During my stay in Banglore while pursuing a Data Science course, I came across usage of app like 'SIMPL' and 'LazyPay' where Credits are given without any proper verification. Therefore I wanted to dive deeper into such usecases. But the problem associated with this problem was finding a dataset representing the scenario. With further research I found 'Taiwan Bank Credit Card Dataset' from UCI repository where a customer paying habits are observed for six months before considering him/her as default.
- Around 24% of male customers and around 20.8% of female customers are defaulting, which suggests a customer being a male has more likelihood to default.
- Customers having 'High-School' as highest education have high probability of defaulting next month.
- Customers from "Younger Age" group are making more default than "Older Age" group which can be indication of stable income for later.
- Various customers are assigned different Limit Balance i.e. 'LIMIT_BAL in our dataset according to analysis done before.
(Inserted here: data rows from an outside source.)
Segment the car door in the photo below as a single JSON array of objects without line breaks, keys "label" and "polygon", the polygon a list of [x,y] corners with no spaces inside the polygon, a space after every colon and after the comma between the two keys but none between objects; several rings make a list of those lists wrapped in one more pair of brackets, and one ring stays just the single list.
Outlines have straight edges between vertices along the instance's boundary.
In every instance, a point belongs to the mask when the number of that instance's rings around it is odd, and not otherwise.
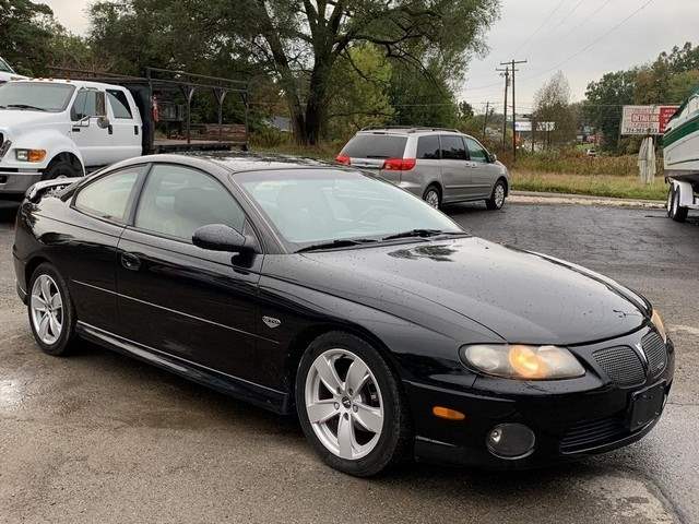
[{"label": "car door", "polygon": [[475,139],[464,136],[471,166],[472,194],[488,198],[493,186],[500,176],[499,169],[490,162],[490,155]]},{"label": "car door", "polygon": [[100,124],[107,118],[105,92],[96,88],[81,88],[75,95],[70,110],[72,121],[71,138],[86,167],[110,164],[106,154],[112,129]]},{"label": "car door", "polygon": [[201,226],[246,229],[233,195],[210,174],[155,164],[118,246],[123,336],[170,356],[254,381],[263,255],[238,260],[191,242]]},{"label": "car door", "polygon": [[67,276],[78,318],[109,332],[119,325],[117,246],[144,171],[142,165],[130,166],[80,188],[71,202],[70,223],[61,224],[60,238],[50,240],[57,247],[54,261]]},{"label": "car door", "polygon": [[471,163],[466,147],[459,134],[440,134],[441,179],[443,202],[467,200],[472,196]]},{"label": "car door", "polygon": [[112,128],[109,148],[106,151],[108,163],[115,163],[139,156],[141,145],[141,116],[126,91],[108,88],[107,110]]}]

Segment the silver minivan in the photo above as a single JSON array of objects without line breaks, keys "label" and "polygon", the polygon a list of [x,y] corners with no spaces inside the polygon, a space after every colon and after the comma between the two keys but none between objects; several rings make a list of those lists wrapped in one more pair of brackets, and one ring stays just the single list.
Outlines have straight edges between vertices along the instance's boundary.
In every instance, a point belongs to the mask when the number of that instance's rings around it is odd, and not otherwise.
[{"label": "silver minivan", "polygon": [[510,188],[507,167],[454,129],[363,129],[336,160],[374,171],[434,207],[483,200],[488,210],[499,210]]}]

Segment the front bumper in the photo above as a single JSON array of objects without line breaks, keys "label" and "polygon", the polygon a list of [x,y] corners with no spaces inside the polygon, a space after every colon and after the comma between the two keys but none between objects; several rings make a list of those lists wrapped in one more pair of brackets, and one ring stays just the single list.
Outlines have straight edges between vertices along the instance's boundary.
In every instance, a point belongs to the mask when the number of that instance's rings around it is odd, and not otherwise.
[{"label": "front bumper", "polygon": [[[628,335],[638,338],[648,329]],[[631,341],[626,341],[631,343]],[[620,342],[606,343],[607,347]],[[576,354],[602,345],[583,348]],[[589,369],[580,379],[526,382],[478,378],[469,391],[404,381],[415,424],[415,457],[418,461],[479,466],[491,469],[541,467],[628,445],[644,437],[660,415],[630,429],[635,393],[664,383],[664,403],[675,368],[674,346],[667,343],[667,361],[660,374],[643,384],[620,386]],[[433,416],[434,406],[465,414],[464,420]],[[535,448],[521,458],[500,458],[486,445],[490,430],[500,424],[522,424],[535,434]]]},{"label": "front bumper", "polygon": [[0,168],[0,195],[22,195],[40,180],[42,171],[38,169],[3,171]]}]

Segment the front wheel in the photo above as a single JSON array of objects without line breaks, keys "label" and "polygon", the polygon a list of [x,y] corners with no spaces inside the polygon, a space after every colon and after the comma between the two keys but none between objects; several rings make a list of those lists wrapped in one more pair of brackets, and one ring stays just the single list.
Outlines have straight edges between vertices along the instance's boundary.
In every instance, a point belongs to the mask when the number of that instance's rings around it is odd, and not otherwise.
[{"label": "front wheel", "polygon": [[362,338],[331,332],[308,346],[296,406],[306,438],[335,469],[368,477],[407,456],[406,403],[383,358]]},{"label": "front wheel", "polygon": [[43,263],[32,274],[29,290],[27,310],[36,343],[49,355],[66,354],[75,334],[75,310],[66,282],[51,264]]},{"label": "front wheel", "polygon": [[505,182],[500,179],[495,182],[495,186],[493,187],[493,193],[490,194],[490,198],[485,201],[485,206],[488,210],[501,210],[505,205],[506,195],[507,188],[505,186]]},{"label": "front wheel", "polygon": [[423,200],[436,210],[441,207],[441,192],[439,191],[439,188],[436,186],[427,188],[425,190],[425,194],[423,194]]}]

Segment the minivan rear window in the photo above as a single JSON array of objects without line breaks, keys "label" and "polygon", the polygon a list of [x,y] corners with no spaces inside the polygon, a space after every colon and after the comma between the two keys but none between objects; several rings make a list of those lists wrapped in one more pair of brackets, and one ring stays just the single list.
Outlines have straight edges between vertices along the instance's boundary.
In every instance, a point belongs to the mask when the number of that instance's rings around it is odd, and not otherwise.
[{"label": "minivan rear window", "polygon": [[357,134],[340,154],[351,158],[403,158],[406,142],[406,136]]}]

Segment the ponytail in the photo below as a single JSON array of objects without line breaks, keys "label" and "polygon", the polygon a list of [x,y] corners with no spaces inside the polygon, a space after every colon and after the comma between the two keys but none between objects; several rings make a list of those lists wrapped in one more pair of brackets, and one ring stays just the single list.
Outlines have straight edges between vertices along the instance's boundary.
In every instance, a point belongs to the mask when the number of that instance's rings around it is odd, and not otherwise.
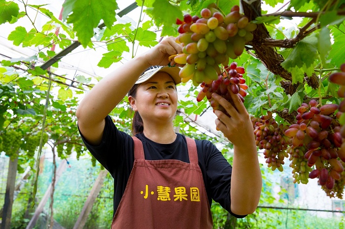
[{"label": "ponytail", "polygon": [[[128,96],[131,95],[135,97],[137,94],[137,89],[139,87],[139,84],[136,84],[131,88],[128,92]],[[133,110],[132,110],[133,111]],[[142,121],[141,116],[138,112],[134,112],[133,119],[132,122],[132,134],[133,136],[137,134],[142,133],[144,131],[144,123]]]},{"label": "ponytail", "polygon": [[132,122],[132,134],[133,136],[137,134],[142,133],[144,131],[144,123],[141,116],[138,112],[134,112],[133,120]]}]

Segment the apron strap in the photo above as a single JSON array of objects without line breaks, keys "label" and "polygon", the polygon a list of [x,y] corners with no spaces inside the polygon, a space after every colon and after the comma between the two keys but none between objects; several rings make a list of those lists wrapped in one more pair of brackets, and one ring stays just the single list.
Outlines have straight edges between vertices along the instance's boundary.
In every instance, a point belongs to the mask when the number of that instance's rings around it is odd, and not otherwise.
[{"label": "apron strap", "polygon": [[197,144],[195,140],[190,138],[186,137],[187,141],[187,147],[188,149],[188,156],[189,156],[189,163],[198,165],[198,151],[197,151]]},{"label": "apron strap", "polygon": [[132,137],[132,138],[134,141],[134,159],[145,159],[144,148],[141,141],[135,136]]},{"label": "apron strap", "polygon": [[[145,159],[144,148],[142,147],[141,141],[135,136],[132,137],[132,138],[134,141],[134,159]],[[189,157],[189,163],[198,164],[199,163],[198,151],[197,151],[195,140],[186,137],[186,141],[187,141],[187,147]]]}]

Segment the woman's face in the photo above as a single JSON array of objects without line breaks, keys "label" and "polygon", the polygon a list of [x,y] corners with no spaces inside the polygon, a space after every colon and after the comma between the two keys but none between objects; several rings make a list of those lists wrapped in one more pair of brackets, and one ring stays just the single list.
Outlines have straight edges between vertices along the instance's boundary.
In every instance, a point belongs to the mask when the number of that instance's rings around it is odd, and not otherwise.
[{"label": "woman's face", "polygon": [[172,77],[158,72],[138,87],[135,98],[129,100],[134,111],[138,111],[143,121],[173,119],[177,109],[177,93]]}]

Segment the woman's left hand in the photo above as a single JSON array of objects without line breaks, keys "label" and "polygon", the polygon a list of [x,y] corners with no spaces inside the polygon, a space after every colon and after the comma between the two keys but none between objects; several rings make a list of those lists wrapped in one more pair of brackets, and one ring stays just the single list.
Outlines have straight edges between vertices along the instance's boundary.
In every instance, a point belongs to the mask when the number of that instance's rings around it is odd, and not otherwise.
[{"label": "woman's left hand", "polygon": [[241,146],[247,144],[248,141],[253,141],[255,139],[253,125],[249,114],[243,103],[237,94],[234,94],[228,86],[235,107],[229,101],[215,93],[212,94],[213,99],[217,101],[230,115],[230,117],[219,110],[215,110],[214,114],[218,118],[215,120],[216,125],[229,141],[234,145]]}]

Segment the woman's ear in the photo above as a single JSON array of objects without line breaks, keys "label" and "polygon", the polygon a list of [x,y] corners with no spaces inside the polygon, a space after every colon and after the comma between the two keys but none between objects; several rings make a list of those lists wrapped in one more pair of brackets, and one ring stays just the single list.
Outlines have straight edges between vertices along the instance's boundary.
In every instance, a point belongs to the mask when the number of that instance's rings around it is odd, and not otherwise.
[{"label": "woman's ear", "polygon": [[133,111],[135,112],[138,111],[138,109],[137,109],[137,105],[136,104],[136,99],[132,95],[130,95],[128,96],[128,101]]}]

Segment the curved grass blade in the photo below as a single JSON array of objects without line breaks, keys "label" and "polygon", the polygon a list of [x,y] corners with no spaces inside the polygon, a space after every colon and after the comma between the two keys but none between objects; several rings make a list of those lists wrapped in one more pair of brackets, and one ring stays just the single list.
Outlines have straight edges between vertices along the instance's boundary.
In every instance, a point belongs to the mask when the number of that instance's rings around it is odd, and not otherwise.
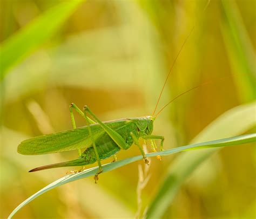
[{"label": "curved grass blade", "polygon": [[11,67],[51,37],[83,1],[64,1],[59,3],[4,42],[0,47],[3,54],[0,80],[4,78]]},{"label": "curved grass blade", "polygon": [[[235,137],[226,138],[223,139],[219,139],[214,141],[211,141],[206,142],[195,143],[185,146],[179,147],[169,150],[158,152],[156,153],[151,153],[147,154],[147,157],[156,156],[157,155],[165,156],[170,154],[174,154],[178,152],[184,152],[190,150],[196,150],[202,148],[211,148],[220,147],[230,146],[232,145],[237,145],[243,143],[256,141],[256,133],[247,134],[245,135],[238,136]],[[103,172],[105,173],[119,167],[131,163],[133,162],[143,159],[142,155],[136,156],[127,159],[117,161],[114,163],[107,163],[103,165]],[[98,167],[93,167],[88,169],[80,173],[77,173],[65,176],[56,180],[56,181],[49,184],[42,189],[37,191],[36,193],[30,196],[29,198],[25,200],[21,204],[19,204],[14,210],[11,213],[8,218],[11,218],[21,208],[25,206],[28,203],[31,202],[37,197],[41,195],[43,193],[49,191],[54,188],[62,186],[64,184],[72,182],[75,180],[80,180],[89,176],[94,176],[98,171]]]},{"label": "curved grass blade", "polygon": [[[224,138],[244,133],[256,124],[255,102],[237,106],[223,113],[208,125],[192,143]],[[147,208],[146,218],[161,218],[168,209],[180,186],[193,171],[218,148],[184,153],[170,165],[167,173]],[[184,165],[185,163],[185,165]]]}]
It was found that customers with lower 'LIMIT_BAL' are more probable of defaulting.
- All of the above conclusions are tested Statistically using ttest for independence and chi-square test for independence depending upon the datatype we are tring to find independence of.
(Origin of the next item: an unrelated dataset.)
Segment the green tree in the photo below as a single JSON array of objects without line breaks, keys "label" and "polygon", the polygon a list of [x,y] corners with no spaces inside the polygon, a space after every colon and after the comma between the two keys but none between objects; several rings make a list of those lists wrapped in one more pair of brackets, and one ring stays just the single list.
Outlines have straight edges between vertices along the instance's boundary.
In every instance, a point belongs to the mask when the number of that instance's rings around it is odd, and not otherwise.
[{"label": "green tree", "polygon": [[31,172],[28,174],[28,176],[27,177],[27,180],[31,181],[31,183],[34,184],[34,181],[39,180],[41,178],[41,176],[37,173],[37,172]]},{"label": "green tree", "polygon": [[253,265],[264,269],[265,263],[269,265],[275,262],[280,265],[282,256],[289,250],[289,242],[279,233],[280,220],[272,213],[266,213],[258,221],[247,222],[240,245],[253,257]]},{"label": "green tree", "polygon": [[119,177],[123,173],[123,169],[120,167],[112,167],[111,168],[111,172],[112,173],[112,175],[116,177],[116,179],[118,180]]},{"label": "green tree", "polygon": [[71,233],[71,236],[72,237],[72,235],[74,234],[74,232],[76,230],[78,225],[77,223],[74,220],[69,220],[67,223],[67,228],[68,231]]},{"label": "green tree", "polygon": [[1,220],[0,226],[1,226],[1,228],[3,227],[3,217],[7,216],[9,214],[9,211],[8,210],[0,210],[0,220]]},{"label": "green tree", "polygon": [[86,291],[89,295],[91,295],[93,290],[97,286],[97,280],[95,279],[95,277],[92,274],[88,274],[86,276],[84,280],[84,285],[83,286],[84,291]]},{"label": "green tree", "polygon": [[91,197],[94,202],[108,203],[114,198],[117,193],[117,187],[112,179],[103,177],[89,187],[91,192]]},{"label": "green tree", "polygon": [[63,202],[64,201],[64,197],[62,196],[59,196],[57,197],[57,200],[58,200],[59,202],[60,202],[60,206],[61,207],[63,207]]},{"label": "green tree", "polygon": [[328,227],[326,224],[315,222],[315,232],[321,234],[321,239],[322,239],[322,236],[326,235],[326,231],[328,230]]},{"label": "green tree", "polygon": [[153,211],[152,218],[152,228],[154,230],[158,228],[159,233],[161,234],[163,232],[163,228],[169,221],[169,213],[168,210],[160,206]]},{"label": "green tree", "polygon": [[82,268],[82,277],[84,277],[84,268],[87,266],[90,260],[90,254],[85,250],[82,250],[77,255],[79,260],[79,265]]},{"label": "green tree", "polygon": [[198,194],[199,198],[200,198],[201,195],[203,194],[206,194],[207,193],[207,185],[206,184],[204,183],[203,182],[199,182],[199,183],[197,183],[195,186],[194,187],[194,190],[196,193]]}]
- Most of the customers are paying the partial bill amount and duly paying. And when payment is delayed more than 2 months, the chances of default goes higher than 50% where 2 in y-axis indicates 2 months delay.
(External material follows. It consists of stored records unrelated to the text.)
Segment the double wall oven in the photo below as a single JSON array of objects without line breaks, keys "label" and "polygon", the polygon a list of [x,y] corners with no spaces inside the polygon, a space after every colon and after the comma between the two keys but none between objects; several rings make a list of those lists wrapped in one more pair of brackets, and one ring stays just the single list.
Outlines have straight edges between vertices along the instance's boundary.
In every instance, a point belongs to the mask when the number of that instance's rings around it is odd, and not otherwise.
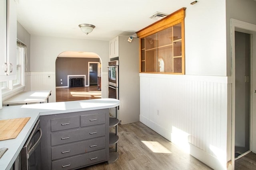
[{"label": "double wall oven", "polygon": [[119,61],[108,62],[108,98],[119,99],[118,93]]}]

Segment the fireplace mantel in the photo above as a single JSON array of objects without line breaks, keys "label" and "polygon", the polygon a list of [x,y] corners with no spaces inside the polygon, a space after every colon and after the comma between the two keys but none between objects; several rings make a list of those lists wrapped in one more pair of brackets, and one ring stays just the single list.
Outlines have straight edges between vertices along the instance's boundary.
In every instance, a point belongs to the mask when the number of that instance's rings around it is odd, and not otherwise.
[{"label": "fireplace mantel", "polygon": [[86,75],[68,75],[68,87],[69,87],[69,79],[70,78],[84,78],[84,87],[85,87],[85,78]]}]

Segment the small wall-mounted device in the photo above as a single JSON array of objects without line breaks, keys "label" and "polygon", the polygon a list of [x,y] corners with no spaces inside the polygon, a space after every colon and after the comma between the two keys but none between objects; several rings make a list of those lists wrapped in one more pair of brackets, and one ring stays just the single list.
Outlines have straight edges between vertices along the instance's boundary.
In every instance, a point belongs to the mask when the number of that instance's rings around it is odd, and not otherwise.
[{"label": "small wall-mounted device", "polygon": [[131,43],[133,39],[133,37],[129,37],[129,38],[128,38],[128,39],[127,40],[127,41],[128,41],[128,42],[130,43]]}]

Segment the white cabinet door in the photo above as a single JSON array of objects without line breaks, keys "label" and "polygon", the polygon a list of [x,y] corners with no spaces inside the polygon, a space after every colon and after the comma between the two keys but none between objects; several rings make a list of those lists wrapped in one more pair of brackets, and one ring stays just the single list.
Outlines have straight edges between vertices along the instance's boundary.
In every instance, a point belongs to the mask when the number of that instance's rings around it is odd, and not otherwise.
[{"label": "white cabinet door", "polygon": [[[8,75],[16,75],[17,6],[14,0],[7,0],[7,62]],[[15,78],[16,79],[16,78]]]},{"label": "white cabinet door", "polygon": [[119,57],[119,37],[117,37],[114,40],[114,57]]},{"label": "white cabinet door", "polygon": [[[0,68],[1,81],[15,80],[16,77],[17,6],[14,0],[0,1],[1,20],[2,21],[3,18],[4,21],[3,23],[1,22],[0,25],[1,29],[0,46],[1,49],[3,49],[0,52],[2,66]],[[2,9],[4,8],[5,9]],[[2,40],[2,37],[4,39]]]},{"label": "white cabinet door", "polygon": [[110,59],[119,55],[118,39],[118,37],[117,37],[109,42],[109,58]]},{"label": "white cabinet door", "polygon": [[111,40],[109,42],[109,58],[113,57],[115,51],[115,44],[113,43],[113,41]]},{"label": "white cabinet door", "polygon": [[[6,75],[6,14],[7,2],[0,0],[0,75]],[[1,78],[2,79],[2,78]]]}]

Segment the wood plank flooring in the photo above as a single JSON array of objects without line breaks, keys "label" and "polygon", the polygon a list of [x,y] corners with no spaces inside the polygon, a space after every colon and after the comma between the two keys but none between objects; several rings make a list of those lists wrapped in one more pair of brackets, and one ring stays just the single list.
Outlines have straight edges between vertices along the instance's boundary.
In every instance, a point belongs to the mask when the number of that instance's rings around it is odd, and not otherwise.
[{"label": "wood plank flooring", "polygon": [[[101,92],[97,86],[56,89],[56,102],[101,98]],[[80,170],[211,169],[192,156],[183,153],[141,123],[119,125],[118,135],[120,157],[117,161],[110,164],[104,162]],[[145,145],[158,148],[160,151],[154,152]],[[251,152],[236,160],[235,166],[236,170],[256,169],[256,154]]]},{"label": "wood plank flooring", "polygon": [[251,152],[235,161],[235,170],[256,170],[256,154]]},{"label": "wood plank flooring", "polygon": [[118,130],[118,159],[80,170],[212,169],[140,122],[119,125]]},{"label": "wood plank flooring", "polygon": [[56,102],[88,100],[101,98],[97,86],[56,88]]}]

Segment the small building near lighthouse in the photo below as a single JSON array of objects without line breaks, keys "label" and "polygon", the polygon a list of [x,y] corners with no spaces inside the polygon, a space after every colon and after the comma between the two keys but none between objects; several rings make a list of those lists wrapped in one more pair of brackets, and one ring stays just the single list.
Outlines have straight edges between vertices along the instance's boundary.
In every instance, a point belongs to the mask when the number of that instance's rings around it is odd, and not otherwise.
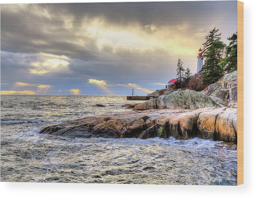
[{"label": "small building near lighthouse", "polygon": [[197,56],[197,73],[199,72],[203,67],[203,51],[200,48],[198,50],[198,55]]}]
Three new features are created from the existing data which can be considered as six-month summary of customer paying habits.
- Highest_Delay
- This represents maximum delay in payments made by customer in duration of six months while paying bill for each month. e.g. If a customer delayed 2 months for paying first month bill and 4 months delay in paying 3rd month bill, the content of this column will be 4.
- Count_of_Delay
- This column consists of sum of all delays in payment of bill during six months.
- Payment_Mean
- This column represents average of payment made by customers with respect to their bill amount.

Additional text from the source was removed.